The nominations are as follows: Portland Zoo Railway Historic District, Multnomah School, Elmer and Linnie Miller House, John A. and Hattie Mae Keating Residence, and Wheeldon Annex.

Portland Zoo Railway Historic District – Engineered, designed and built by professional railroad engineers and train designers in 1958, the Portland Zoo Railway, which transported people between the Oregon Zoo and Washington Park, is a significant example of railroad and train engineering on a small scale. Notable features include the 30” gauge track, six original train cars, the Washington Park Station, and the railway roundhouse for servicing and storing the locomotives. Parts of the railroad were developed to provide recreational rides through the zoo at Oregon’s centennial celebration. 

Multnomah School – Constructed in 1923 in Multnomah Village, the Spanish Colonial Revival school served as the community’s only school until its closure in 1979, representing the community’s commitment to public education.

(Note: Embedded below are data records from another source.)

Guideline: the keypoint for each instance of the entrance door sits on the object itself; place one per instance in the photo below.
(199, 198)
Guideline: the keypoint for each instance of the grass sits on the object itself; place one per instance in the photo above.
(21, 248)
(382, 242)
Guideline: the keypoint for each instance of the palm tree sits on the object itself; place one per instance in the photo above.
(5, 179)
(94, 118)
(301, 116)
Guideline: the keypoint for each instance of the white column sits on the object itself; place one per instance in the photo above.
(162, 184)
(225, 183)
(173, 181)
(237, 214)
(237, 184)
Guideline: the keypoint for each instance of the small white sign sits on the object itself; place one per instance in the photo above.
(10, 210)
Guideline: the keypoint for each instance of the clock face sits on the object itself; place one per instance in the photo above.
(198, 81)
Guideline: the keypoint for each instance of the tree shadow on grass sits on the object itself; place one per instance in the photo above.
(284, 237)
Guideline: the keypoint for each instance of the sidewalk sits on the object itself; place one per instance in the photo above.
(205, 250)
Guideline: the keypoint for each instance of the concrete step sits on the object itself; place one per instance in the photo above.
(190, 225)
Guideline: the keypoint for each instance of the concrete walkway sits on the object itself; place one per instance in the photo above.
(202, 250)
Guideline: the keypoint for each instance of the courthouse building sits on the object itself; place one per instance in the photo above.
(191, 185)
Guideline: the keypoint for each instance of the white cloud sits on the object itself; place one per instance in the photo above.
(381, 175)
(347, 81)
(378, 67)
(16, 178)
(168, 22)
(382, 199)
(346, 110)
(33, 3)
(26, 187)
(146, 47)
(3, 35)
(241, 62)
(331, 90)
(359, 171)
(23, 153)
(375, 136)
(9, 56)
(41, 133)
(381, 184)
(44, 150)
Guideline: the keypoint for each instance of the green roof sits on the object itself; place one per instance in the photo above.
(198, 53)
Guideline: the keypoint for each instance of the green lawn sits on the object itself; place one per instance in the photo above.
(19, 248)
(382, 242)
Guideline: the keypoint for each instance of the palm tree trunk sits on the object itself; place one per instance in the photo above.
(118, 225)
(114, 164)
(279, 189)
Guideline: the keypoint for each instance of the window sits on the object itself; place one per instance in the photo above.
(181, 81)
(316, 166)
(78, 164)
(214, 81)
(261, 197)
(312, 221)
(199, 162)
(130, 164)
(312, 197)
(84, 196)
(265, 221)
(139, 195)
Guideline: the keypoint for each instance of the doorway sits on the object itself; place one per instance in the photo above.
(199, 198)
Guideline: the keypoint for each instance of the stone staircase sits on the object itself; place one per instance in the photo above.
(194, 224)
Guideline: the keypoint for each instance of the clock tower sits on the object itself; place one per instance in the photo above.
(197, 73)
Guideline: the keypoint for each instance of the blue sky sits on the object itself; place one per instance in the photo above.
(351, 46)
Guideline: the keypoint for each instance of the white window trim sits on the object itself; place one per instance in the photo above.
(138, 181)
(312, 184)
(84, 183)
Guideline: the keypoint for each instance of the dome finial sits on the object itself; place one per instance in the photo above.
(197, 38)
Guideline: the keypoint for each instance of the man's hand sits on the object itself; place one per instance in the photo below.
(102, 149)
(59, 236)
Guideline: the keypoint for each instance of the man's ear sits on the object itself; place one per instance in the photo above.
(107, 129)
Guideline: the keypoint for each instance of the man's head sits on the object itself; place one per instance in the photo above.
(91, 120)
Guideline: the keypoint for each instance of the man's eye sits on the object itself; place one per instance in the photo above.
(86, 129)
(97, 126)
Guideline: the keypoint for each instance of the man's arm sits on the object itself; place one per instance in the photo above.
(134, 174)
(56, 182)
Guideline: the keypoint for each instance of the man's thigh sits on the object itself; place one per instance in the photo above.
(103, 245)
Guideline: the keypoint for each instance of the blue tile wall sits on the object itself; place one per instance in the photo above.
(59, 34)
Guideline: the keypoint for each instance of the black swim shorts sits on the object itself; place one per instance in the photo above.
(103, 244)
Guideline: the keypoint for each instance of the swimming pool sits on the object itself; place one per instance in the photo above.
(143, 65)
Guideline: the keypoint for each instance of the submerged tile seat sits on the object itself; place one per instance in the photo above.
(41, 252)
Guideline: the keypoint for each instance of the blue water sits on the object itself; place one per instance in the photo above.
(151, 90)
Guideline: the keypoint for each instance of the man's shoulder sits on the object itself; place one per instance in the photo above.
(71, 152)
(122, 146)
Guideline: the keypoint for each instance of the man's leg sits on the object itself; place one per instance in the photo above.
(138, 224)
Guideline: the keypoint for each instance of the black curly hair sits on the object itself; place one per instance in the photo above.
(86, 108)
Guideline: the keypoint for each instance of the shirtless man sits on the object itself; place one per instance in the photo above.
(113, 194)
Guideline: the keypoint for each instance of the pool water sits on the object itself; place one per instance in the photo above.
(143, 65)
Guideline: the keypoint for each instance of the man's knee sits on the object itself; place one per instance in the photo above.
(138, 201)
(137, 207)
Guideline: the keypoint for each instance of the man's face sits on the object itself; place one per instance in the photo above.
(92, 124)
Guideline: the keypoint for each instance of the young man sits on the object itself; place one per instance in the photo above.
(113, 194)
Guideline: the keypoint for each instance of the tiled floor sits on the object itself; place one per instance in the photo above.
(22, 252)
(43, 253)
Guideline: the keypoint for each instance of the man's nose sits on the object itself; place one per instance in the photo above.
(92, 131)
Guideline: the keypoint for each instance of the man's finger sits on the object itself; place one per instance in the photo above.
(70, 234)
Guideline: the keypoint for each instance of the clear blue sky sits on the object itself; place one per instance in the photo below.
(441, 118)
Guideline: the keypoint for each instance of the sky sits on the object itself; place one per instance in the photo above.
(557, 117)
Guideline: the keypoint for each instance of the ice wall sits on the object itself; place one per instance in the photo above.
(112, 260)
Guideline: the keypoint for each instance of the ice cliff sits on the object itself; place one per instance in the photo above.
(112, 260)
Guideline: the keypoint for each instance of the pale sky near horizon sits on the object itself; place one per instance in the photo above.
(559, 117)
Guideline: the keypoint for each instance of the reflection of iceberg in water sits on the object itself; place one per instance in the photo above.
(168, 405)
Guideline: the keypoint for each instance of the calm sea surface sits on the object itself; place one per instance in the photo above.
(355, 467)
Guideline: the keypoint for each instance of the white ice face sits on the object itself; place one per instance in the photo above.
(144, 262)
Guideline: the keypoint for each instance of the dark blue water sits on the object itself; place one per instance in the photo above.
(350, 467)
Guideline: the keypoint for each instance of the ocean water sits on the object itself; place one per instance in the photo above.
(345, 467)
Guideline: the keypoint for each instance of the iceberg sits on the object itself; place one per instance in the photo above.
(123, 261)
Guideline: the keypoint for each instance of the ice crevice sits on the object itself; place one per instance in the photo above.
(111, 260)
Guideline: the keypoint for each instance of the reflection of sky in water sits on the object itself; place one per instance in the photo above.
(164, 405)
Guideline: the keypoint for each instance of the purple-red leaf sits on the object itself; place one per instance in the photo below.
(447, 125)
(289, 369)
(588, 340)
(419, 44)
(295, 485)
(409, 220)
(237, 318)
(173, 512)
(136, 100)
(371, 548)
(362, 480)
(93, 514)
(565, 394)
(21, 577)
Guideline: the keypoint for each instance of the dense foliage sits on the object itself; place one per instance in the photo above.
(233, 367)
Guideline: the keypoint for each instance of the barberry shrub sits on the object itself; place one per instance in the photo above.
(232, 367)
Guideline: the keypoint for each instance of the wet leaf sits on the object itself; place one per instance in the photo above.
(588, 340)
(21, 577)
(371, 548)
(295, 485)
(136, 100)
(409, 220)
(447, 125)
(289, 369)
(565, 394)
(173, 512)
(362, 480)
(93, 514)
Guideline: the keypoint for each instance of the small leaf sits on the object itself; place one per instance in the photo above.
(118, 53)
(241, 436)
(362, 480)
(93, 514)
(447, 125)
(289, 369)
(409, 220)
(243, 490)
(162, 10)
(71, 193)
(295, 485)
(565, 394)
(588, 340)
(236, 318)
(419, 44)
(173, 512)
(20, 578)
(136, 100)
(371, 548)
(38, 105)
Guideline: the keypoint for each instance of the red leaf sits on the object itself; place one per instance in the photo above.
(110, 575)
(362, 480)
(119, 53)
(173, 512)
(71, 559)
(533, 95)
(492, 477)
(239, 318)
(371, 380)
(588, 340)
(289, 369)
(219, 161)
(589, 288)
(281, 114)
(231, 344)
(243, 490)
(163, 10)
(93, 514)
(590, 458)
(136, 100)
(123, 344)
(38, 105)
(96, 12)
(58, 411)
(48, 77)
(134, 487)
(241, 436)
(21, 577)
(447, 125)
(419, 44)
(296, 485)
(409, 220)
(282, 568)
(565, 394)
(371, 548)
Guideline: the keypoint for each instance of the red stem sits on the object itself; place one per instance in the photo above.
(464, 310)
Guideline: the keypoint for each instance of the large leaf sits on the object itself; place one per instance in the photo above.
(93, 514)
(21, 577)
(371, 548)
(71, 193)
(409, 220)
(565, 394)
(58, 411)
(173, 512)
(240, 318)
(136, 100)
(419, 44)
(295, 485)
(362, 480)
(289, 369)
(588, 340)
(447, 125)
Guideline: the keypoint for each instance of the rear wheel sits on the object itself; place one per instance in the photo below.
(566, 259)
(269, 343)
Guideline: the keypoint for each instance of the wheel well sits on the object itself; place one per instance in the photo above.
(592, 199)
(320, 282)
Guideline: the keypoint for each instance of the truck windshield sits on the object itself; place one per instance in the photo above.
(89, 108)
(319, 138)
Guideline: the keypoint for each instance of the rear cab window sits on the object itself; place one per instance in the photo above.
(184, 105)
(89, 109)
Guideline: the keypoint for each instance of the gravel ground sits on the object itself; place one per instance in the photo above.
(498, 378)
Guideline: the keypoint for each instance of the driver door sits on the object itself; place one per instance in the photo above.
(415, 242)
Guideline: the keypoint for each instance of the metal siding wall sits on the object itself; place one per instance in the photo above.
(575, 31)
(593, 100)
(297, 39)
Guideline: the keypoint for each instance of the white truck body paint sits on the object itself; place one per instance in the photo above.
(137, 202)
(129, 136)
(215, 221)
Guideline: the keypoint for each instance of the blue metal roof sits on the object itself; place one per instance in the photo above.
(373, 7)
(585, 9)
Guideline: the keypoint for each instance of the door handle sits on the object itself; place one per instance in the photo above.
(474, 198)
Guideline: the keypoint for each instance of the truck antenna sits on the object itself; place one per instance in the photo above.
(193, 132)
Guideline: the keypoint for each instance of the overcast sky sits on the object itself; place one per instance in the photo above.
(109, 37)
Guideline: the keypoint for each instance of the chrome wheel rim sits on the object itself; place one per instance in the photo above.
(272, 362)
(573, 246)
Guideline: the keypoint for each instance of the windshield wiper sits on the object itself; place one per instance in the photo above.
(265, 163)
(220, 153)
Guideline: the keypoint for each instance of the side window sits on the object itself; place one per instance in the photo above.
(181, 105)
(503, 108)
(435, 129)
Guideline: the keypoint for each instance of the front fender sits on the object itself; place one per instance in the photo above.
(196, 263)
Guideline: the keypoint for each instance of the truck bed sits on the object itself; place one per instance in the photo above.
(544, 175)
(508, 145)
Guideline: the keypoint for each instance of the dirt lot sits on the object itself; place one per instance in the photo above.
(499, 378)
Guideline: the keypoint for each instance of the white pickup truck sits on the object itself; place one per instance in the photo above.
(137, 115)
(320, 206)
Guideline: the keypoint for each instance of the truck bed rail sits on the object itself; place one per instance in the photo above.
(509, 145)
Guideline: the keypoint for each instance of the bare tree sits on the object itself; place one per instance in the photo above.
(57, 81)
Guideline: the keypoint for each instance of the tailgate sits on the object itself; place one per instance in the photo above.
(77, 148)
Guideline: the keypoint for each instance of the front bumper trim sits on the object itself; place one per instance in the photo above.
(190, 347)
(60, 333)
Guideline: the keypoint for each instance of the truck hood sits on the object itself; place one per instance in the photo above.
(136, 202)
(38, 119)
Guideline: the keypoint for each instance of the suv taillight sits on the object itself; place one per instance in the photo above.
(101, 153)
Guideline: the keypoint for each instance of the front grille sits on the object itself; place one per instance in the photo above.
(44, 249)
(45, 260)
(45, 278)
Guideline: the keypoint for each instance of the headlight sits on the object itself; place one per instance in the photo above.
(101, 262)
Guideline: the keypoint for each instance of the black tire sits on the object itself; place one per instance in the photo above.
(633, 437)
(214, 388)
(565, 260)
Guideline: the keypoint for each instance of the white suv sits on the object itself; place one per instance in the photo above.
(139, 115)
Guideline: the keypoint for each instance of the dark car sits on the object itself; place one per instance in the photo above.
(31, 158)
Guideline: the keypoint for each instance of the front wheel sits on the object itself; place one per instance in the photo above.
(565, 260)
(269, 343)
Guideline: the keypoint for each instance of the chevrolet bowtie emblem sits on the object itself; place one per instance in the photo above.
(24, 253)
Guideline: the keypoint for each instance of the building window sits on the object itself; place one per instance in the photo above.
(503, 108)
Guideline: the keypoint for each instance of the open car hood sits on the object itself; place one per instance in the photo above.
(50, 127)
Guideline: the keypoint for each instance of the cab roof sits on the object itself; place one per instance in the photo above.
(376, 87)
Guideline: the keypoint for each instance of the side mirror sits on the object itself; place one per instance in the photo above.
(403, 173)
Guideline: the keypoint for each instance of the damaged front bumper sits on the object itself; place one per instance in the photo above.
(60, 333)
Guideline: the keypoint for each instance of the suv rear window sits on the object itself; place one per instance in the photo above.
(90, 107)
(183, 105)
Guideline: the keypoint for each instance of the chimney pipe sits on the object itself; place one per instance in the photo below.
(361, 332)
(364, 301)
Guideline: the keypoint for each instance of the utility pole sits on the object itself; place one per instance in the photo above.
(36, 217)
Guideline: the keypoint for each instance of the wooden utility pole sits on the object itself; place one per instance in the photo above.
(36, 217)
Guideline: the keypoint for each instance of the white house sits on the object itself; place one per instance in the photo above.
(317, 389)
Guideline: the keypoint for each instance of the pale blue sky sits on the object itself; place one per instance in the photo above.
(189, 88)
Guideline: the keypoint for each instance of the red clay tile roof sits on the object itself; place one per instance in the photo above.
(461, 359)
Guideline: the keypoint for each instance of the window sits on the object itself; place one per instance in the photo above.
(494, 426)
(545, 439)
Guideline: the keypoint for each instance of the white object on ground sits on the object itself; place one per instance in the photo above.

In 1982, the Portland Parks Bureau took over the school and with community support and involvement adapted it into the Multnomah Arts Center and Senior Center, thereby continuing and expanding its critical role as a community resource.

Elmer and Linnie Miller House – Located in the Eliot neighborhood, this Queen Anne style house was constructed in 1896. It showcases the asymmetry and decorative millwork that characterized the architecture of the era.

John A. and Hattie Mae Keating Residence – The Keating Residence is a Shingle Style and Arts & Crafts residence in Portland’s West Hills designed by architect Ellis F. Lawrence in 1913. Lawrence was the founder and first dean of the University of Oregon School of Architecture and Allied Arts. The home reflects a change in architecture trends to more open floor plans. It also stands out for its innovative centralized vacuum system.

Wheeldon Annex – This downtown apartment complex was built in 1911 and is one of the earliest surviving examples of the “U shape” apartment building that became ubiquitous in Portland and cities nationwide. Built by architects MacNaughton and Raymond in the Italian Renaissance Revival style, the five-story brick structure is associated with a period of explosive growth in Portland during the first half of the 20th century. The Wheeldon Annex was considered highly modern and respectable, notable for its built-in, fold-away furniture, single bathrooms for every apartment, dumbwaiters and tenant services. 

The National Register is maintained by the National Park Service under the authority of the National Historic Preservation Act of 1966. More information about the National Register is online at oregonheritage.org (listed under “Designate”).

Properties listed in the National Register are:

  • Recognized as significant to the nation, state, or community;
  • Considered in the planning of federal or federally assisted projects;
  • Eligible for federal and state tax benefits;
  • Qualify for historic preservation grants when funds are available;
  • Eligible for leniency in meeting certain building code requirements;
  • Subject to local laws pertaining to the conservation and protection of historic resources.

National Register listing does not place any restrictions on a property at the state or federal level, unless property owners choose to participate in tax benefit or grant programs.